山腹を回り込んで行くので足元は傾いていますが、邪魔な草木がないのでスイスイ歩けます。それで調子に乗ってどこまでも歩いているうちに龍護峰を通り過ぎてしまいましたwww
龍護峰の山頂には穴ぼこを囲った鉄柵がありそこに立札がついているのですが、上の写真の山頂にその立札が見えます。この記事の最初のほうで龍護峰の山頂から奥を見下ろした写真を掲載しましたが、正にその場所に僕は立っているわけです。うむ。完全に来すぎてます。
戻ろう。

ここが登り路か?
ここが登り路か?

龍護峰を回り込んでいるうちに一箇所だけ登り路かな?と思われるところを見つけておきました。それがここ。なんとなく踏み跡っぽく見えるじゃないですか。ここ以外にそれっぽいところはなかったので、これを登るしかありません。もう穴ぼこ怖いとか言ってられないのです。

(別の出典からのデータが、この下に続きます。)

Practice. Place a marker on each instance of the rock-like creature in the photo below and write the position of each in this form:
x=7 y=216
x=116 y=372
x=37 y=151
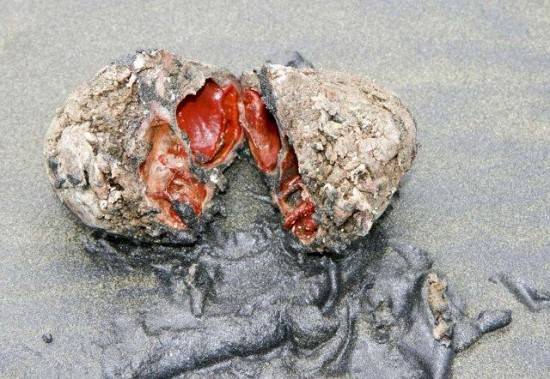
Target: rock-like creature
x=140 y=150
x=344 y=144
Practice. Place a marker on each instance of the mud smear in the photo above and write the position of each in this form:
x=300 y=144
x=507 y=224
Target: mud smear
x=534 y=299
x=245 y=302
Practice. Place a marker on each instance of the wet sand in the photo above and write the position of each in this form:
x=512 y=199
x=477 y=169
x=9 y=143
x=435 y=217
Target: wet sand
x=477 y=198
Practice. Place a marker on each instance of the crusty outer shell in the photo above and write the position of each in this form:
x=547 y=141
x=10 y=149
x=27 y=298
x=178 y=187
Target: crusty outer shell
x=354 y=142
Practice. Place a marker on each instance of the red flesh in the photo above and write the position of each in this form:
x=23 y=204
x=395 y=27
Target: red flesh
x=261 y=132
x=167 y=175
x=211 y=121
x=295 y=201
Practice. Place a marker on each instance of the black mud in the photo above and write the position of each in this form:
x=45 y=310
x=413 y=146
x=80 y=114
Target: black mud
x=244 y=302
x=534 y=299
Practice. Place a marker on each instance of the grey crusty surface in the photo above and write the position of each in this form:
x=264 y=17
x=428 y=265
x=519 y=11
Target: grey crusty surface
x=98 y=141
x=477 y=199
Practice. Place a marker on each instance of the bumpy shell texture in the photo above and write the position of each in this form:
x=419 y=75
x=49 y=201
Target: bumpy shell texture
x=121 y=160
x=353 y=142
x=139 y=150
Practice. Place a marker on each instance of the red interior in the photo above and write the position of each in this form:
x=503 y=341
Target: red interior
x=167 y=175
x=295 y=201
x=211 y=121
x=261 y=132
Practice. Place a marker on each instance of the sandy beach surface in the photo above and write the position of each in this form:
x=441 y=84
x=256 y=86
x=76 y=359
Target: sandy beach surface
x=476 y=75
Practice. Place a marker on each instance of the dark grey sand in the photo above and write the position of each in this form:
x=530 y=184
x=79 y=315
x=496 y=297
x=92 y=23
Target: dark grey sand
x=477 y=198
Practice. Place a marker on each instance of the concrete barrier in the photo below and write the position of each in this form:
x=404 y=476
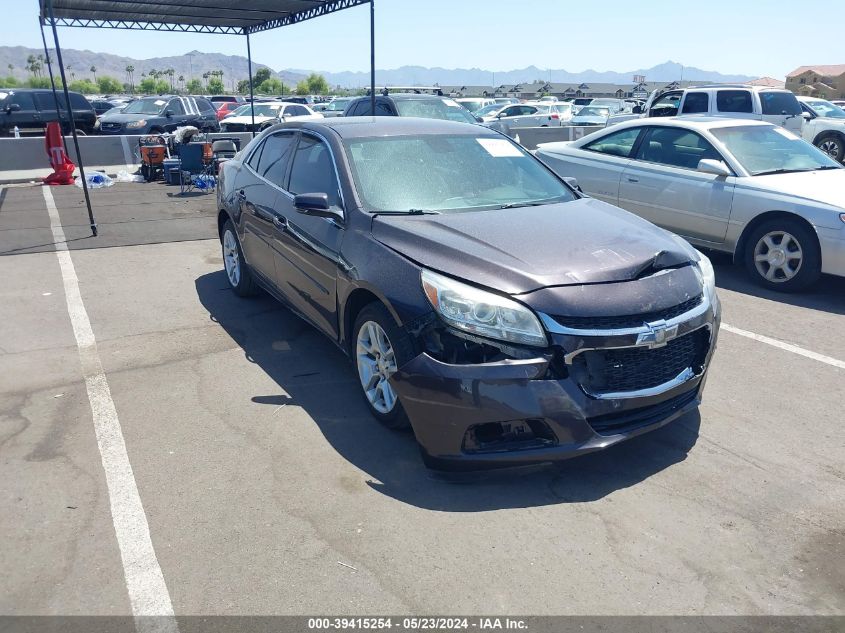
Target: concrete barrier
x=25 y=159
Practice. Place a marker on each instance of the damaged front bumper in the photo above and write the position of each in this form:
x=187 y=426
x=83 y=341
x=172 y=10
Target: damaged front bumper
x=535 y=410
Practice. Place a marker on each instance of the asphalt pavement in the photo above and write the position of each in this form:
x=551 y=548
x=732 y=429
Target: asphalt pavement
x=268 y=489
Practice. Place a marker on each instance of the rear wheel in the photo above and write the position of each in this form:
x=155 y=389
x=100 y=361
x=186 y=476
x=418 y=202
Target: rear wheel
x=833 y=145
x=237 y=271
x=783 y=255
x=381 y=347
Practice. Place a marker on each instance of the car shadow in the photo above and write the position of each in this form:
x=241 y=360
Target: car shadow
x=314 y=374
x=827 y=295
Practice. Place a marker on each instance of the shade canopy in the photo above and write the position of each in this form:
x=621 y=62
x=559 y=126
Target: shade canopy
x=200 y=16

※ 実は完全に来すぎたと言っていた防火線をさらに進んで、龍護峰を3/4周回り込めば明確な踏み跡が現れます。2回目に山頂に登ってから気が付きました。後の祭りです。

なんか違うとこだったみたいwww
なんか違うとこだったみたいwww

山頂に着きましたが、なんか登り口が違ったみたいです。
危なかったねw

今日のルート

家族旅行村~龍護峰~西の西山~龍護峰
家族旅行村~龍護峰~西の西山~龍護峰

スタートの家族旅行村から左下の龍護峰までは緩やかな丘を登って行く1.2kmの行程。カルスト台地の端にたつ龍護峰は425.5mの低山だが、視界を遮るものがなく、秋吉台の丘陵を見渡すことができる。山焼き2週間後に龍護峰まで歩いてみたが、ルート沿いを行く限り靴が汚れることはなかった。
少し遠回りをするなら、龍護峰からおはち山を越えて西の西山の手前で家族旅行村に戻ると良い。今回は山焼きのために作られた防火線を見つけたので、西の西山から防火線を通って龍護峰まで戻ってみた。これはおそらくこの時期ならではのコースで、あの綺麗に刈られた防火線も6月には草が茂ってることだろう。
季節の風物詩というところかな。なかなか良い経験でした。

さあ、お家に帰ろう
さあ、お家に帰ろう

ワクワクしてたり、ちょっと危険かもと思ってる間は忘れているのですが、山頂に着いたとたんにお腹が減ったよ。今度は寄り道せずに家に帰ろう。